Want to remove your lawn and replace it with drought tolerant plants? Doing so will save water as well as saving you money on the weekly ‘mow and blow’.
If you have a lawn that is all a ‘cool season’ grass – like Marathon or fescue, then simply removing it with a sod cutter and hauling the strips of sod to the dump is all you need to do.
But if your lawn has any of the ‘warm season’ grasses like Bermuda, Kikuyu or St. Augustine mixed in, killing those are going to take a lot more steps. Warm season grasses like Bermuda have extensive root systems and will re-sprout from as little as a one inch piece of root or stolen left in the ground. Warm season grasses need to be thoroughly killed with a herbicide like Roundup or they will return when the area gets watered. Herbicides like Roundup need to be applied to a vigorous, actively growing plant because the chemical is trans located from the leaf down to the roots. There it interferes with the plant’s ability to uptake food and the entire plant slowly dies. People who are thinking of removing their lawn often make the mistake of simply stopping to water it. This causes the grass to go dormant but it is not dead. Roundup is not going to work on a dormant lawn, the grass has to be green and growing vigorously to work. It may sound counter intuitive but to kill a bermuda lawn you need to water and fertilize it well so it is green and growing.
Here are the steps to take to kill it.
Fertilize the lawn a few weeks prior to when you want to spray and keep watering it on a regular schedule. The faster the bermuda is growing, the easier it is going to be to kill it.

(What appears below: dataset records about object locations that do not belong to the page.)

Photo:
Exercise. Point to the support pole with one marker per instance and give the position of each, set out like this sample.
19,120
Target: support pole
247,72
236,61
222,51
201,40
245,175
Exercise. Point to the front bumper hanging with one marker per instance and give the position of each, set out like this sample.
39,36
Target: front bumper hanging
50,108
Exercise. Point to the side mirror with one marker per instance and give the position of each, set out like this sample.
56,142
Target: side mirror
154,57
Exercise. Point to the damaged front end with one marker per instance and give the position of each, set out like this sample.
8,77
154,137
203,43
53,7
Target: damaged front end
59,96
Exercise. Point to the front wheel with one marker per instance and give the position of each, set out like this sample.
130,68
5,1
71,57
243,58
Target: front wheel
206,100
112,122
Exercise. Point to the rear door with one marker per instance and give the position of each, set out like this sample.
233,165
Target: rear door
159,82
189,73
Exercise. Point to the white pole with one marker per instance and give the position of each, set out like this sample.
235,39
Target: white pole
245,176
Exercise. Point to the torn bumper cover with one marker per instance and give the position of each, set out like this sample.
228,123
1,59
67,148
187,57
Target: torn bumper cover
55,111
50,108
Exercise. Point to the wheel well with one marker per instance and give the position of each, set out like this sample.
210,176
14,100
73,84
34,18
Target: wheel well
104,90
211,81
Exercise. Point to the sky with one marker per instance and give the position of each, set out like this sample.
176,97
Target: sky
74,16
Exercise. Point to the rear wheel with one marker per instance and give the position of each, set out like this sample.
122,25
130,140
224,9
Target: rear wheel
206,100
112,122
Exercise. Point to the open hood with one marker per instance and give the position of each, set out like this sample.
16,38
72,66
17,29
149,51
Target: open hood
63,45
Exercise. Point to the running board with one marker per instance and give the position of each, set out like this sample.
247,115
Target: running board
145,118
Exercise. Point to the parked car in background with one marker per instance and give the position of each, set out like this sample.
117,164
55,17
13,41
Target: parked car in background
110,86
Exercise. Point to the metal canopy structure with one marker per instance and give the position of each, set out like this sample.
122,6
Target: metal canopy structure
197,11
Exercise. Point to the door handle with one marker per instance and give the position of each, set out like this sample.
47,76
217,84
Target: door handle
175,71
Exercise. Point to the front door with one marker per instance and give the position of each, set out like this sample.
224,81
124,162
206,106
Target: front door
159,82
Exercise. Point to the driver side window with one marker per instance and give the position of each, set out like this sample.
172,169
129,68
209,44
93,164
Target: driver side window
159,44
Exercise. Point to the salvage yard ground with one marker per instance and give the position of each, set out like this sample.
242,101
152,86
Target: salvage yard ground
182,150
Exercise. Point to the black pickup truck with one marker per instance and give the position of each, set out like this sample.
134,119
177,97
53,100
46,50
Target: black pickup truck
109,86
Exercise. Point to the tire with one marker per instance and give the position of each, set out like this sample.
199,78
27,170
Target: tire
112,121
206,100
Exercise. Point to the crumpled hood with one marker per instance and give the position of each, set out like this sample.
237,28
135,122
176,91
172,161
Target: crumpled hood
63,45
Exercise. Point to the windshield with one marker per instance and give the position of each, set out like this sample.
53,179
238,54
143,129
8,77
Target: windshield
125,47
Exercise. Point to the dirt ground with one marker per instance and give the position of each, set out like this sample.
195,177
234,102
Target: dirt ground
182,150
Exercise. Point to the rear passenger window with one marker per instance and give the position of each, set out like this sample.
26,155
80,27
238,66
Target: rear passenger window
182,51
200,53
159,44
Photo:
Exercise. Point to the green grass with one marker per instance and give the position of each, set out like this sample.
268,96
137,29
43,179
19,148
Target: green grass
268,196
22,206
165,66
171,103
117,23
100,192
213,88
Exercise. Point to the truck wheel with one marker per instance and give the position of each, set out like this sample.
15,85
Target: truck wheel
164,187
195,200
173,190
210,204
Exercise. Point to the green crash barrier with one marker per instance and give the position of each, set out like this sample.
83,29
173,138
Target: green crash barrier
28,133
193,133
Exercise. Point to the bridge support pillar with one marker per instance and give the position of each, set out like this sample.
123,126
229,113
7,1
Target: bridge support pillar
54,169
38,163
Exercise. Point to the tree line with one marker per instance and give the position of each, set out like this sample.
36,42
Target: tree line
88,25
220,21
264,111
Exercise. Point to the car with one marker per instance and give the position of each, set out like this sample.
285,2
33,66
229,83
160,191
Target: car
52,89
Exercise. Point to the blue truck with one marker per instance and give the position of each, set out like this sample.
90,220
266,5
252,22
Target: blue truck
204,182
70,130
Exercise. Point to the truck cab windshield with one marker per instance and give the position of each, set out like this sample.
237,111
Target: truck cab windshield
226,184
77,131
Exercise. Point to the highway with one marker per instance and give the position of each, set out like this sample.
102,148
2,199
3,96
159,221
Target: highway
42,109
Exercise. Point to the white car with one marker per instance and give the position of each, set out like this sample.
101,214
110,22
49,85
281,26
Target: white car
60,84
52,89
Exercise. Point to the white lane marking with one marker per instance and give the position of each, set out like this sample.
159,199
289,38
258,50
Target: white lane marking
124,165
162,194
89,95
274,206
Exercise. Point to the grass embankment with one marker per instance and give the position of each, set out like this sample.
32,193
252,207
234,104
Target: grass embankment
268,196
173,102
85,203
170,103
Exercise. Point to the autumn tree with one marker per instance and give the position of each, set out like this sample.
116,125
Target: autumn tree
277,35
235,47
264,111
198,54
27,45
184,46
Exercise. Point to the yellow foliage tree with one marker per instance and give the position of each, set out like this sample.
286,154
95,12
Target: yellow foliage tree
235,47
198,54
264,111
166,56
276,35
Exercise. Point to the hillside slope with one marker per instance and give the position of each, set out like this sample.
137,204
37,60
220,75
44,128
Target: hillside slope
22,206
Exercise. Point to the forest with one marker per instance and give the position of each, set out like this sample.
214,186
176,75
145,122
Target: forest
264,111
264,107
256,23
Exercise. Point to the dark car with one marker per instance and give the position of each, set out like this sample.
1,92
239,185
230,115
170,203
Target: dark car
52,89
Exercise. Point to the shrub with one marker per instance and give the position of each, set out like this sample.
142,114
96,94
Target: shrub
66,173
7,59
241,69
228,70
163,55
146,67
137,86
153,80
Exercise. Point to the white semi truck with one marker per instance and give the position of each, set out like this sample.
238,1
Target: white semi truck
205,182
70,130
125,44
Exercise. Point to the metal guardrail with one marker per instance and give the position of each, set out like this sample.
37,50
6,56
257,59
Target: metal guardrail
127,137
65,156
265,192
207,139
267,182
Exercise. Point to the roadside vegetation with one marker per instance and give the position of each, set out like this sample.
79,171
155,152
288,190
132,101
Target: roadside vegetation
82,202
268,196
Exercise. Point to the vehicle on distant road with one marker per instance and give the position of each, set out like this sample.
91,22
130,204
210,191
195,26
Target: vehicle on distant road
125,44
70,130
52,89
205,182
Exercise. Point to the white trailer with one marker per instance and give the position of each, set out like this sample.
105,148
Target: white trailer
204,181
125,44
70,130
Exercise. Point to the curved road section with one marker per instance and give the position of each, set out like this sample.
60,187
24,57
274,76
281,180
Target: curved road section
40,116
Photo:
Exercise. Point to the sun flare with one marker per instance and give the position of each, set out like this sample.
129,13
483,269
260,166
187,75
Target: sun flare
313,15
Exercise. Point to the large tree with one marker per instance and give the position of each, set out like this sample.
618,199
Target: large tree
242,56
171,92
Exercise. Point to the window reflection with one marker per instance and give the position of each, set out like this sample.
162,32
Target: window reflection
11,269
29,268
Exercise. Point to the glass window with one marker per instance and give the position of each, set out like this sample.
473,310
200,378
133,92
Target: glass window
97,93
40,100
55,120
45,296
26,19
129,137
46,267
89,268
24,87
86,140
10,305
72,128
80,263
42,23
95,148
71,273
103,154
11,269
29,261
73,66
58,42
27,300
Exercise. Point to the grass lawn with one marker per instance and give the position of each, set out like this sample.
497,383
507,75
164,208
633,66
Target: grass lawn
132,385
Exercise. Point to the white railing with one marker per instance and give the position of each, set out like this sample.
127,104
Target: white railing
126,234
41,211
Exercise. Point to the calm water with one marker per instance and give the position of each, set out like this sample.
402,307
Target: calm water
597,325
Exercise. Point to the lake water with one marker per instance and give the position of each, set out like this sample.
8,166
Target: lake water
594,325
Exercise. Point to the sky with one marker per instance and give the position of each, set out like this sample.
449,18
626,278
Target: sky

Don’t mow it for a week or two so there is more leaf surface to absorb the chemical.
Mix the Round-Up according to the instructions on the label.
After spraying, wait a day and then resume watering the lawn.
If you had well established bermuda grass growing in your yard, there will be thick, white rhizomes 4 – 8″ deep that may not have been killed by the first application. Dig down and see if you can spot any growing rhizomes. If the roots and rhizomes are all brown and shriveled, the bermuda may be dead. But if you see any live roots, you need to wait for these to re-sprout and grow enough leaf surface and then re-spray with Round-Up. I always spray Roundup at least twice and often 3 times to completely eradicate the bermuda.
Even when you think you’ve killed all the bermuda, you’ll probably have a few lone stragglers re-grow in various places around the yard. Be prepared to spray those stragglers when they reappear.